Curating as Kitchen Table Talk

Installation view, Rockstars & Wannabes, 2007 (Urban Shaman Gallery)


Curating as Kitchen Table Talk
Curator talk with Cathy Mattes


This morning we had the pleasure of listening to a curator talk with Cathy Mattes discussing her important curatorial career and current practice. This lecture was presented as a part of a series of talks related to the Wood Land School, Plug In ICA's 2016 Summer Institute. Mattes is a curator and writer based in Southwestern Manitoba, currently a professor of Visual and Aboriginal Arts at the University of Brandon, Brandon. 

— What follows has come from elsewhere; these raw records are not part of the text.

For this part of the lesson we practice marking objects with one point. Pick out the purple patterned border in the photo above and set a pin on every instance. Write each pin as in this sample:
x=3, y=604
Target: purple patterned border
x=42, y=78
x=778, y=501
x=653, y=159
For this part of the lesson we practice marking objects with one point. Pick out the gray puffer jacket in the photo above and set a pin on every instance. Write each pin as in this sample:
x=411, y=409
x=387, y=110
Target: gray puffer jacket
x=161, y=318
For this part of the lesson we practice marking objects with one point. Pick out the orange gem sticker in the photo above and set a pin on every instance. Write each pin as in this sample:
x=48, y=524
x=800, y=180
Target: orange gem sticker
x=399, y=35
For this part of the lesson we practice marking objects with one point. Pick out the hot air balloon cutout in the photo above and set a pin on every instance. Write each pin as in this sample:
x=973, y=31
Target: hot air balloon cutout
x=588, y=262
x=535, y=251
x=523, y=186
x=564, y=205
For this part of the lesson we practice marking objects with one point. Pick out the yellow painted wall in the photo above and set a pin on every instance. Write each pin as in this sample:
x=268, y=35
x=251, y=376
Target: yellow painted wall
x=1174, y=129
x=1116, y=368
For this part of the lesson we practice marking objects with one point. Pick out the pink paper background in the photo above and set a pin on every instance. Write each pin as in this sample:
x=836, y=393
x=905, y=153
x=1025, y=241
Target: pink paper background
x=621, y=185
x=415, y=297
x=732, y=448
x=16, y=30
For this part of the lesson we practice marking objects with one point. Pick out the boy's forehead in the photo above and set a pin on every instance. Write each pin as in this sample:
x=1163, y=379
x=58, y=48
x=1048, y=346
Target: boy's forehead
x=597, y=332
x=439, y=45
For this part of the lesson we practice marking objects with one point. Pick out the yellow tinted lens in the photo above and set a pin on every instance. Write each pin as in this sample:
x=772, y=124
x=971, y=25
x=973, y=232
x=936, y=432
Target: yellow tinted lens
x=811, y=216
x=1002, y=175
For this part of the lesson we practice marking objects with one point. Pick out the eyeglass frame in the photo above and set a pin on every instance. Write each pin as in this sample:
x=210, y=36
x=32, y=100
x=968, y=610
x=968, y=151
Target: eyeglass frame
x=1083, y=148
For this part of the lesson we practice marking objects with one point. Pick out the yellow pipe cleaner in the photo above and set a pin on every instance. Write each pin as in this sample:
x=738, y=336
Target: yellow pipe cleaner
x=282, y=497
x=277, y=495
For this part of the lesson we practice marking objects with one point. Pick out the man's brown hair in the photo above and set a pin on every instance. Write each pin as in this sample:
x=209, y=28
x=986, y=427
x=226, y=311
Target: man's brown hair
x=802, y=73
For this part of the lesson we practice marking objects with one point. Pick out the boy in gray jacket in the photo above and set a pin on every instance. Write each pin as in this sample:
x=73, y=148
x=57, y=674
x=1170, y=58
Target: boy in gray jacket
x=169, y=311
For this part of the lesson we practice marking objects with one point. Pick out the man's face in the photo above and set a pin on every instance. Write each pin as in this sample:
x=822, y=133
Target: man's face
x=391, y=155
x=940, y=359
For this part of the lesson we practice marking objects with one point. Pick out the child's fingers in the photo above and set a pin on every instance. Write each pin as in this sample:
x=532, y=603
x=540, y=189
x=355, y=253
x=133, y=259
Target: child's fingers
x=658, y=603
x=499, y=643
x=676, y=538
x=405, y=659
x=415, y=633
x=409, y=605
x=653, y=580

Sorting beads during Curatorial talk with Cathy Mattes

Mattes' practice is rooted in generative dialogue as a propagational tool for curating. Her lecture's title, Curating as Kitchen Table Talk, refers to this methodology of curatorial work; relationships and dialogue between artists, curators, and the community are critical in Mattes' approach. Discussing her career beginnings, Cathy Mattes presented some of her early curatorial projects, including Rielisms at the Winnipeg Art Gallery, 2001, and Blanket(ed) at Urban Shaman Gallery, 2001. Mattes described the contention of the former show within the Metis community at the time, and how that has impacted the way she views her role as curator today. Mattes' curatorial work has since maintained a strong degree of tension, for example through the mixing of work by indigenous and non- indigenous artists at Rockstars & Wannabes at Urban Shaman Gallery, Winnipeg, 2009. 


Mattes' curatorial pedagogy, which places importance on communication between curator and artist played a key role in the development of Frontrunners, a show curated by Mattes in 2009 at Plug In ICA and Urban Shaman Gallery. For a year leading up to the show, Mattes explained her regular meetings with artists including Jackie Traverse and Lita Fontaine (two artists participating in the Wood Land School: Thunderbird Woman) at the Nook, a breakfast restaurant in Winnipeg's West Broadway. It was during these breakfast meetings that the concept for the show was developed, and in addition to a critical art dialogue, prosaic discussions led further to the show conceptualizing and art work production. 

Following her lecture, Mattes invited the faculty and participants of the Wood Land School among other attendees of the morning lecture including Plug In ICA staff, members of the Winnipeg arts community, and members of the general public to partake in a game of Le Twist, a variation of the game Twister she developed for Hochelaga Revisted, an exhibtion in Montreal curated by Ryan Rice. Playing Le Twist beside Dan Graham's Performance Cafe on the Plug In rooftop patio was a clear example of Mattes' curatorial approach; artists, curators, and community members engaged together sharing a real, lived experience of naturally occurring dialogue and discussion of art and indigeneity was a telling and important ending of Cathy Mattes' visit to Plug In ICA for the Wood Land School.